Lincoln Gakiya debate desafios e propõe agência nacional contra o crime organizado durante evento do Estadão.

Por Estadao Conteudo Publicado em 23/07/2026 às 13:57
Lincoln Gakiya Reprodução

Para o promotor Lincoln Gakiya , “o crime é mais ágil e mais rápido” que o Estado, especialmente devido à falta de integração entre as diversas instâncias de combate à criminalidade, como as polícias e os Ministérios Públicos dos Estados, que não mantêm a comunicação. "Não falta polícia no Brasil. O que a gente tem é falta de integração e falta de cooperação", afirmou o membro do MP-SP nesta quinta-feira, 23, durante o evento Brasil Adiante .

Gakiya sugeriu a criação de uma nova autoridade nacional contra o crime organizado, um órgão independente e independente, convidando todas as polícias estaduais a integrar essa central, uma vez que as facções atuem em todo o território nacional.

Segundo o Atlas da Violência 2025 , elaborado pelo Instituto de Pesquisa Econômica Aplicada (Ipea) e pelo Fórum Brasileiro de Segurança Pública (FBSP) , a violência se inclui pelo interior do País, anteriormente mais equipamentos nas capitais, em função da atuação das facções em busca de novas rotas e mercados.

Na Amazônia, o Comando Vermelho (CV) dobrou presença sua, aumentando de 128 para 286 cidades entre 2023 e 2025, segundo o estudo Cartografias da Violência na Amazônia . O Primeiro Comando da Capital (PCC) tem priorizado o controle de áreas estratégicas e se infiltra na economia formal, expandindo seus negócios tanto no tráfico de drogas quanto em setores lícitos.
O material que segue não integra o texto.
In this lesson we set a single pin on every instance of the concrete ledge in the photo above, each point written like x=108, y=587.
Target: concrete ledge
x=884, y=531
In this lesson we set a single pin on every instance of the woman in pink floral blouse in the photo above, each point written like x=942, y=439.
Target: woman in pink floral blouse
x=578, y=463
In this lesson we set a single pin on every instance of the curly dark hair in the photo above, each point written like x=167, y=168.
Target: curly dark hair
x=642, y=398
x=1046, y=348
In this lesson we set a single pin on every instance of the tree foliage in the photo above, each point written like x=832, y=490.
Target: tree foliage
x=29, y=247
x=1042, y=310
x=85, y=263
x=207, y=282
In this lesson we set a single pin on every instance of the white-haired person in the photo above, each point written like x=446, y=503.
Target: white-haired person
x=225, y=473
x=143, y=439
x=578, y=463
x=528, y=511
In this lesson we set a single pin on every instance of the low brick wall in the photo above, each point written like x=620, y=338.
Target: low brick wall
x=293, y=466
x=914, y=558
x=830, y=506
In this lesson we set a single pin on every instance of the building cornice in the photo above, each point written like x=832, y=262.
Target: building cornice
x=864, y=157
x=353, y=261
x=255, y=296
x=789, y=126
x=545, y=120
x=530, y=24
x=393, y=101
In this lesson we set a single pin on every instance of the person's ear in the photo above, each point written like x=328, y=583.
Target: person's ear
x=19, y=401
Jurado de morte pelo PCC, Gakiya é uma das principais autoridades do Brasil na luta contra essa facção, sendo responsável por operações significativas como Ethos , Sharks e Fim de Linha . Ele também atuou nas Operações Carbono Oculto e Vérnix .

Gakiya comentou sobre a recente decisão dos Estados Unidos de classificar o PCC e o CV como organizações terroristas, afirmando que isso pode impactar a cooperação internacional no combate ao narcotráfico, favorecendo criminosos. “Podemos ter certeza que teremos reflexos econômicos dessa classificação”, alertou.

O Brasil Adiante é um projeto do Estadão voltado para apresentar propostas práticas para os principais problemas do País. O ciclo de debates ocorre até o final de agosto, e as soluções serão reunidas em um documento a ser entregue em novembro ao vencedor das eleições presidenciais.

Sobre corrupção e crime organizado , Lincoln Gakiya defendeu uma reforma de controladorias e órgãos de controle de entes públicos. “Não temos no Brasil órgãos de controle que funcionem de maneira adequada. Muitas vezes, idade de maneira corporativa e reativa”, afirmou.

Para o promotor, o modelo de segurança pública adotado por Nayib Bukele em El Salvador, com prisões sem julgamento, não é o caminho adequado para o Brasil. "Se seguimos o modelo do Bukele, não haveria estabelecimentos prisionais para isso. Essa seria a receita certa para criar um barril de pólvora que vai explodir", afirmou.

O promotor destacou que, embora o modelo possa reduzir a criminalidade, isso ocorreria a um alto custo.

Veja o cronograma do Brasil Adiante:

. 27 de maio: Encontro 1: Eixo I: Estabilidade Institucional e Fundamentos do Crescimento;

. 11 de junho: Encontro 2: Eixo II: Capital Humano e Coesão Social (Educação e Saúde);

. 23 de julho: Encontro 3: Eixo II: Capital Humano e Coesão Social (Segurança Pública e Crime Organizado);

. 19 de agosto: Encontro 4: Eixo III: Produtividade, Infraestrutura e Sustentabilidade;

. 27 de agosto: Encontro 5: Apresentação do documento consolidado, divulgação da agenda e fechamento do projeto;

. Novembro: Entrega da agenda de soluções ao presidente eleito.